Over at the Penny Lane boutique in Huntington, owner Gabrielle Sunshine is elated about the trend. “I couldn’t love it more. To me there is nothing more classic Americana.” A denim trench coat is the “new spring essential,” declares Sunshine. And she adds, “If you don’t have a denim maxi skirt in your wardrobe this season, you’re blowing it big time.”

It's not the maxi skirt that’s the hero piece at Mint boutiques in Mattituck, Westhampton, Southampton and Stony Brook. The new length is called the “midaxi” according to owner Joanna Mazzella, which, you guessed it, is a shin-grazing hybrid between the midi and maxi, often with angled seams and a high front slit. Mazzella is a fan of the overall denim craze. “People see the variety in denim — everything from basics to dresses, rompers, wide leg jeans and more — and say, “’Oooh, I need that,' ” she says.

How to do up double denim

Fashion stylist Evan Stanton Elkowitz, of Old Westbury, and Clinton Kelly, of "What Not to Wear" fame, show how they style denim-on-denim looks.  Credit: Clinton Kelly

For some, it may seem alien to pair a denim top and bottom. But stylist Elkowitz advises folks to “Play with volume. That’s the key thing when you’re wearing denim together. Pair a more fitted top with a wider or more generous bottom,” and in the reverse, a looser top works with a slimmer fit jean.” Beyond that, “accessories make the outfit,” she explains. “Denim-on-denim is sort of a neutral palette so throw on a scarf and change up your footwear with anything from a cowboy boot to a sneaker to a ballet flat.”

While Kelly prefers wearing “a darkish jean and a lightish button front shirt,” when he wears denim, he says, “the kids do it more matchy-matchy than I do.”

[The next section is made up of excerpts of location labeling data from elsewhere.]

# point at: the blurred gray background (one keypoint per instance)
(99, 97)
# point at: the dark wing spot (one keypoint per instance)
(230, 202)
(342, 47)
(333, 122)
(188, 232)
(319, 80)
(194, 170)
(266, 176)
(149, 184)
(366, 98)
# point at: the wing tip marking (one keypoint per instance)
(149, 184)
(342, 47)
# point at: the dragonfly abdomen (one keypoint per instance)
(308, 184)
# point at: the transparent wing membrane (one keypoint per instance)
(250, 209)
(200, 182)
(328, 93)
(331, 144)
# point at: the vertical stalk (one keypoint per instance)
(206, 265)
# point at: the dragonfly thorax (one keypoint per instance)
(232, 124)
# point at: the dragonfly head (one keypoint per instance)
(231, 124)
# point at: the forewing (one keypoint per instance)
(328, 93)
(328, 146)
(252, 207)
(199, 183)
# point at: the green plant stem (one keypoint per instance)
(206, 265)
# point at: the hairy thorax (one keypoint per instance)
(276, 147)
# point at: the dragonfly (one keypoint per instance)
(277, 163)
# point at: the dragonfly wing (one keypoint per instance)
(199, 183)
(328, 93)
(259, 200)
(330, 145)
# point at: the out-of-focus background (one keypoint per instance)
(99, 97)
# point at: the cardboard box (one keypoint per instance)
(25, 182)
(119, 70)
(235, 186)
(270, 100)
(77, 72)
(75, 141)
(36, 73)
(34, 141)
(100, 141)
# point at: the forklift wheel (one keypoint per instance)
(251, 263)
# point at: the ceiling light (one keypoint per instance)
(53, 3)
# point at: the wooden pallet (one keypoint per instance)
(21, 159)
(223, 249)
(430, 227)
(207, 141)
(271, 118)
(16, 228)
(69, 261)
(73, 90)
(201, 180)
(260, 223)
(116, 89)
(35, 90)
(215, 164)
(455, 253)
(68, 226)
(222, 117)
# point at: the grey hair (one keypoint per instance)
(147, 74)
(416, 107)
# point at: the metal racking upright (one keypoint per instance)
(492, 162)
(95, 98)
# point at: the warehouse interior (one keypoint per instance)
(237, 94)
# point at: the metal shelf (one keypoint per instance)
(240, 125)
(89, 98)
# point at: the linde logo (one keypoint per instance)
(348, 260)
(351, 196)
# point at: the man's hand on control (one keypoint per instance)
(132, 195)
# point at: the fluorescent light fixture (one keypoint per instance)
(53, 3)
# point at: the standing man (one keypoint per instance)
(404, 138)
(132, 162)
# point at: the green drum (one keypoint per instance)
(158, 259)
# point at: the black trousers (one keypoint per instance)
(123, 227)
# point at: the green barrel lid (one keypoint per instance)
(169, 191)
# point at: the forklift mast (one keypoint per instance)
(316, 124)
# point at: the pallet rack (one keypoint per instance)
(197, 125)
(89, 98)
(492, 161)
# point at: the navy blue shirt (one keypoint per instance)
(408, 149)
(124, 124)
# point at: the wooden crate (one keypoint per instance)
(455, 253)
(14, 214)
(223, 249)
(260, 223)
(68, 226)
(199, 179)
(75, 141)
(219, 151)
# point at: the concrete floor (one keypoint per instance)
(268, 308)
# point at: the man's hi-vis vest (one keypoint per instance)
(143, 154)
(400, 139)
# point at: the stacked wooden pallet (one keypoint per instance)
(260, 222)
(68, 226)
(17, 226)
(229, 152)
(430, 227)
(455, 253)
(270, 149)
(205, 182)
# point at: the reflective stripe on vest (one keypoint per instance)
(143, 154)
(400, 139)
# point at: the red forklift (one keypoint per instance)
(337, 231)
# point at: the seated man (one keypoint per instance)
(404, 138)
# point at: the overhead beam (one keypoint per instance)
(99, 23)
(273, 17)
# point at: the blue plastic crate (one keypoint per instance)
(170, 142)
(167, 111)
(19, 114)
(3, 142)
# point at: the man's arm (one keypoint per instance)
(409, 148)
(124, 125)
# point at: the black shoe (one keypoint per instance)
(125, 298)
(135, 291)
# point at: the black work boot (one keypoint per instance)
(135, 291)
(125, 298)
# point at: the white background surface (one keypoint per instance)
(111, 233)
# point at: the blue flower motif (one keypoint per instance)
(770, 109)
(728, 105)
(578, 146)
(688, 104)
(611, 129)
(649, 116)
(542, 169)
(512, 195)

Sanfilippo agrees on the shade story. “If you have a denim top, you want it be a lighter shade saturation to work nicely with a darker pair of jeans, but there are exceptions.”

Mazzella likes to layer white T-shirts under a total denim style and suggests adding a belt. “These days they’re showing belts with more hardware and they break up the look and make it a little more interesting. It’s kind of a '70s revival and takes you back.”